Regresso

   Em meados de Agosto já eu estou fartinha de férias, em Setembro ressuscito para a rotina da escola e isso salva-me da melancolia e da prostração doentia dos finais de férias em que não há mais que inventar o que fazer para ocupar os dias que demoram eternidades a passar; em Setembro vejo putos novamente, credo, como sinto falta de os ver; mais, quando regresso à escola até o maior corrécio me vem cumprimentar com a delicadeza do ser mais educado; é que eles estão também satisfeitos por me verem, é assim mesmo, podem passar o restante ano lectivo a engendrar formas de me massacrar que naquele instante, o contentamento é genuíno; e eu que refilo o ano todo que os gritos e os sons de dezenas de alunos a martelarem-me incessantemente a cabeça me matam de morte lenta e dolorosa dou por mim a desejar que esses sons me invadam a moleira novamente. Somos muito de rotinas mesmo aquelas que nos cansam, são as nossas rotinas; quando quebradas o meu corpo entra num modo de funcionamento ao qual tenho que me adaptar e por vezes leva tempo e antes que isso aconteça desorganiza-se e bate mal;instala-se o mal de férias e até que o organismo se organize novamente há ali uma fase meia estranha em que as férias não são desejadas; ou até são porque o corpo e o espírito pedem mas também temidas; depois tudo se compõe mas prestes, prestes e com a precisão de uma máquina o corpo diz-me, chega, chega de ferias, é demais tanta sorna, volta à rotina, dás-te bem com ela, precisas daqueles patifes a gritarem-te aos ouvidos " stora, que vamos fazer?" " stora, podemos jogar futebol?!" " stora, podemos-se equipar?!" a palavra " stora" dita até à exaustão, múltiplas vezes durante uma aula vezes 5 aulas vezes 5 dias da semana vezes o ano lectivo todo. É muita stora pronunciada  muitas perguntas sôfregas e em simultâneo, muita visão periférica para atender a bombardeamentos constantes, muitos pedidos e muitos resmungos e muitos protestos e muitas respostas, tortas, umas vezes inteligíveis  outras vezes grunhidas   onde pela entoação chegamos ao seu significado; o que não interessa mesmo nada neste principio de ano lectivo, não nos mete medo, a mim não me mete medo:  é um vicio, ensinar é um vicio, estes sacaninhas meias-lecas cansam-nos o corpo e o juízo mas viciam-nos o espírito  Como se uma esponja misericordiosa limpe todo o aborrecimento e problemas de ontem e fique somente o gosto por ensinar; só ensinar! 
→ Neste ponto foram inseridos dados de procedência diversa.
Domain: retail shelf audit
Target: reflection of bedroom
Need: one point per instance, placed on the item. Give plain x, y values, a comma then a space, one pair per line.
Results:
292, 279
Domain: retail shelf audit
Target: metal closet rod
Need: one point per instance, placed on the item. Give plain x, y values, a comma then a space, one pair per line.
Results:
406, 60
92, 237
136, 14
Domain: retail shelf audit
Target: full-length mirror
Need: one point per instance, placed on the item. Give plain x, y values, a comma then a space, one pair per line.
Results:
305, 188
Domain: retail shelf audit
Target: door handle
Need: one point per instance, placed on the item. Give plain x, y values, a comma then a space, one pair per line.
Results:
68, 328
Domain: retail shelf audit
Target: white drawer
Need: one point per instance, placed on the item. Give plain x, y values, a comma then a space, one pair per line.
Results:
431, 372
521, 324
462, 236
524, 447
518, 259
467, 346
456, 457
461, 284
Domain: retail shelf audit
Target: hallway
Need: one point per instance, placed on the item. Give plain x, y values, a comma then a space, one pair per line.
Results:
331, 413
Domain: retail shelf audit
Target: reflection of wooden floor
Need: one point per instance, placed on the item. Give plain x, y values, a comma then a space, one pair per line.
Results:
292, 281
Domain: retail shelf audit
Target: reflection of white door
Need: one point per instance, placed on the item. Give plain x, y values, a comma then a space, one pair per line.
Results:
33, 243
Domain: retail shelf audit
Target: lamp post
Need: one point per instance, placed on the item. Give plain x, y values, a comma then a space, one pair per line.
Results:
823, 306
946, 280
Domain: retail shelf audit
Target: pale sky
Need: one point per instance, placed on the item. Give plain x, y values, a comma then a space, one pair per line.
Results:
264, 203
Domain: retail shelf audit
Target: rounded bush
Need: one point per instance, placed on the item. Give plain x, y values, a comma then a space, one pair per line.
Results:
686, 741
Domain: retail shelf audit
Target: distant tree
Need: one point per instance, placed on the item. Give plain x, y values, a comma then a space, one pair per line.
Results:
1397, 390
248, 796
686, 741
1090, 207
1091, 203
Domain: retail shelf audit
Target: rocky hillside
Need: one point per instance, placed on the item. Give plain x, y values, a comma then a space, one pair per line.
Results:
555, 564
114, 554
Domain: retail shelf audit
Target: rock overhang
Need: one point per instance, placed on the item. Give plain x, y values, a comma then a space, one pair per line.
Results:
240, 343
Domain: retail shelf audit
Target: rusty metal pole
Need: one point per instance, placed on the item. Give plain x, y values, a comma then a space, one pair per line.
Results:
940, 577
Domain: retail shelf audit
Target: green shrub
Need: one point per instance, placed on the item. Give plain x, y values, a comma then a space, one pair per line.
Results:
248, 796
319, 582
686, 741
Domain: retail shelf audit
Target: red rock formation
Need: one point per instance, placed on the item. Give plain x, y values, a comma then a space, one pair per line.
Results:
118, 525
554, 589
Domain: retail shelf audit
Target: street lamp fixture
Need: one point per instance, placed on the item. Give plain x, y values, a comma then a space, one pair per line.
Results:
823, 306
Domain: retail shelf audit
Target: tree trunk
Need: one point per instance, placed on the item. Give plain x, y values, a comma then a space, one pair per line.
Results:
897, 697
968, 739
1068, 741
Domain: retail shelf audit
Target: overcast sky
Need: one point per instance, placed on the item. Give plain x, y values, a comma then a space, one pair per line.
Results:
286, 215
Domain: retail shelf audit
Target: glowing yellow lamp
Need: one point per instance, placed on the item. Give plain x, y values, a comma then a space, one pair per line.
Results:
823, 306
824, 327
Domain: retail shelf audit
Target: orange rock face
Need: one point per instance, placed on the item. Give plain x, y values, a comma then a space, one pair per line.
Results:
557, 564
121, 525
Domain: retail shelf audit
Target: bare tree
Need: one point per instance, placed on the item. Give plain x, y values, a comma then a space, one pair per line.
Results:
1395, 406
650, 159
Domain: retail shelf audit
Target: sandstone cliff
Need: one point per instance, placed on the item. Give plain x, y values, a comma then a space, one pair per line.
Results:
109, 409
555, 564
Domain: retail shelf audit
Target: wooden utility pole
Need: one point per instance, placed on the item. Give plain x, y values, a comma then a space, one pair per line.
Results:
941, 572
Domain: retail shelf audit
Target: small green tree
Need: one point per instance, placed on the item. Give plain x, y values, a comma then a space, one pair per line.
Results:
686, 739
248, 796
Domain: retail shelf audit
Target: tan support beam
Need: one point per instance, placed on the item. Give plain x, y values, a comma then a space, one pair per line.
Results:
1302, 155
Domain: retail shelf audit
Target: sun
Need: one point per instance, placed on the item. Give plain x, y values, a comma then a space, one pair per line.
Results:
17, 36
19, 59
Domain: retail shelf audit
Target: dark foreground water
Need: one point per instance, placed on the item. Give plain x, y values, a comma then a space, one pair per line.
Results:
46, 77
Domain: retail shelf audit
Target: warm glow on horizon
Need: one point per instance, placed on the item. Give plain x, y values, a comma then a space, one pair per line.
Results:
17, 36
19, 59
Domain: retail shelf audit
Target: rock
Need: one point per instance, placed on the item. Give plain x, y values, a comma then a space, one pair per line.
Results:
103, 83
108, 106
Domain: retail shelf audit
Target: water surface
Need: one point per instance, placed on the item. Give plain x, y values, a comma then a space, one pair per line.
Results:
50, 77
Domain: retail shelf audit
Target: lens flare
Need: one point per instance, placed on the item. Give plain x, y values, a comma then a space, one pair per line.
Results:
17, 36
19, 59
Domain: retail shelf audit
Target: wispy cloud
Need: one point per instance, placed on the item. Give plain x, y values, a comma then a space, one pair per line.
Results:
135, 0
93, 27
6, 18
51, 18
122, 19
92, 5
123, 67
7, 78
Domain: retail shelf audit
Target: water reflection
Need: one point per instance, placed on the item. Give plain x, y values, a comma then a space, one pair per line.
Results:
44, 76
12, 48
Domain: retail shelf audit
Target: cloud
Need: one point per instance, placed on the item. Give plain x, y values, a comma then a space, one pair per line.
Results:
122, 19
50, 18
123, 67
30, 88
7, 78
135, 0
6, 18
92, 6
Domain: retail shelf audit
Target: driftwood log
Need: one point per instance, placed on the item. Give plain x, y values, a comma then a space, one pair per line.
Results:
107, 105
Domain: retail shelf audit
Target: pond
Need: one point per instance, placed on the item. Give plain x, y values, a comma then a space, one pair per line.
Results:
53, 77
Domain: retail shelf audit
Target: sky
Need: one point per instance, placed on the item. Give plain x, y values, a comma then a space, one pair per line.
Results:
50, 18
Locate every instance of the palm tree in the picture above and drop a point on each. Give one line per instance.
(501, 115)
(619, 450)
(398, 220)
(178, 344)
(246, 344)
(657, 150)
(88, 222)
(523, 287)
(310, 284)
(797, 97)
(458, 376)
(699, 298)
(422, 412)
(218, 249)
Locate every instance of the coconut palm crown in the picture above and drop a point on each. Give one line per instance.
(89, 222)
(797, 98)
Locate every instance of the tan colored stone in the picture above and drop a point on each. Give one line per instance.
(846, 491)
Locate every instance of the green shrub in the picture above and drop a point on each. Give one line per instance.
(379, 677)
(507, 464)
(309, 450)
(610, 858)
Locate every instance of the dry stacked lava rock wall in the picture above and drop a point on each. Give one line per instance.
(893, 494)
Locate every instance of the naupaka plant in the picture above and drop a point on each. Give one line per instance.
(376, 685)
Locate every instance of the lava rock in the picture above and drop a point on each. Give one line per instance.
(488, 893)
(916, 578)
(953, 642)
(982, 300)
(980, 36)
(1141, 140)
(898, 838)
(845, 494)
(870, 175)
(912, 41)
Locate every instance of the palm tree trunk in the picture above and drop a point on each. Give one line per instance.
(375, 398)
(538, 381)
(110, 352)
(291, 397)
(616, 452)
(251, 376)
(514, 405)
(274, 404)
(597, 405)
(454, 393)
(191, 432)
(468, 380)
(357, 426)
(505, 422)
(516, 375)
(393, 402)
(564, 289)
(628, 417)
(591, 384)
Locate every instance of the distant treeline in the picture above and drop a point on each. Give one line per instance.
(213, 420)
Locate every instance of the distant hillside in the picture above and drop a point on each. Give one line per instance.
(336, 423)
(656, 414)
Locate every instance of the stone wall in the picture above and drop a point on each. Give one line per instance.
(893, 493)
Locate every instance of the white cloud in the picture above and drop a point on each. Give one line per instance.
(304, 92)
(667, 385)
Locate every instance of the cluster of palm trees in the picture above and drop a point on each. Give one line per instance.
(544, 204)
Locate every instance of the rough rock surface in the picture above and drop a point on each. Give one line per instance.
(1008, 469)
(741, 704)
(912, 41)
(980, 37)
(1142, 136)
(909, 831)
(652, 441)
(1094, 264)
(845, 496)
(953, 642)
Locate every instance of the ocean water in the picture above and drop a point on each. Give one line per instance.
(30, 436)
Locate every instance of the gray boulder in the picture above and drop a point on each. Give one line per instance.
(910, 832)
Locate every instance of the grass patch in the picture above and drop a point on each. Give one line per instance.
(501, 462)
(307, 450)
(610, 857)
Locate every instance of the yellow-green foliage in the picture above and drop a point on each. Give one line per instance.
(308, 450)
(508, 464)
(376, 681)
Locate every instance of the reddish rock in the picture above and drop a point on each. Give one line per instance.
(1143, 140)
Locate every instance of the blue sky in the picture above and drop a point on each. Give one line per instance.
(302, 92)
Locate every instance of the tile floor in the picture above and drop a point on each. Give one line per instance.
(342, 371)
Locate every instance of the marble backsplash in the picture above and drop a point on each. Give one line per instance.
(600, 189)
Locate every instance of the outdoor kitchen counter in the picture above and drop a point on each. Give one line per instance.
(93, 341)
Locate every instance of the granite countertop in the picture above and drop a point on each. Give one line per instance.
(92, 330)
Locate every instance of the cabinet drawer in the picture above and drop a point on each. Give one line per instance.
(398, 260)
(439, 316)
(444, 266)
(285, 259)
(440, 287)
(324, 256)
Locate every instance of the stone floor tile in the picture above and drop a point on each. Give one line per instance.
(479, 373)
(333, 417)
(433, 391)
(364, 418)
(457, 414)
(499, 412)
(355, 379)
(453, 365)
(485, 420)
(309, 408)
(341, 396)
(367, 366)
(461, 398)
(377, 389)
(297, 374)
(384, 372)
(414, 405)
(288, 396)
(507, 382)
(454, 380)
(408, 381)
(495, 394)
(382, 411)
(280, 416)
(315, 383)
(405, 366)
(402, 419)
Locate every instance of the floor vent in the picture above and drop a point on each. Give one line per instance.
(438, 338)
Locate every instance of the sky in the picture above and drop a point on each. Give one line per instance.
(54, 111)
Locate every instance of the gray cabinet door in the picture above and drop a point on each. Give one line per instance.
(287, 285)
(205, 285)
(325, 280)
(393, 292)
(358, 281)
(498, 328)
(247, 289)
   Outro dia fui a uma tourada a S. Mateus e vi, de enfiada, 6 alunos de uma turma de Oportunidades, a versão açoriana dos currículos alternativos continentais. Os miúdos das Oportunidades têm 15, 16 anos e para estudar rendem muito pouco, estão-se completamente nas tintas para as delicadezas da língua portuguesa e as complexidades das ciências e o passado da história que já lá vai; o que eles querem mesmo é ir pescar como já foram e vão os pais, serem agricultores para manobrarem tractores, elas cabeleireiras ou cuidarem de crianças; esses malfeitores de meia tigela, os dos mal afamados Bairros de S. Mateus e Terra-Chã fizeram-me uma festa enorme quando me viram; já se esqueceram das injurias proferidas e de como, alguns, me mandaram algumas vezes para o caralho! Não são de guardar mágoas nem afrontas, aqueles caralhos proferidos limparam qualquer réstia de ressentimento que a levarem com eles pela vida nunca nos possibilitaria encontrarmo-nos e ficarmos genuinamente felizes por nos vermos novamente! Perguntaram-me quando é que volto para a escola deles, disse-lhes que seria difícil regressar, perguntei pelos colegas ausentes, tudo de roda de mim de sorrisos abertos nos rostos e todos a falarem ao mesmo tempo; deram-me novidades e quiseram saber se gosto da nova escola. Uma verdadeira conversa, de perguntas e respostas, e risos a algum dito mais divertido sem pressas de nos irmos embora. Despedimo-nos com o prazer do reencontro inesperado, um até já entre pessoas que sabem, se irão sempre cumprimentar, eles com um " Então stora, tudo bem consigo?!" e eu " olha o meu ex aluno... há quanto tempo" e desse reconhecimento sair uma impressão genuína e calorosa.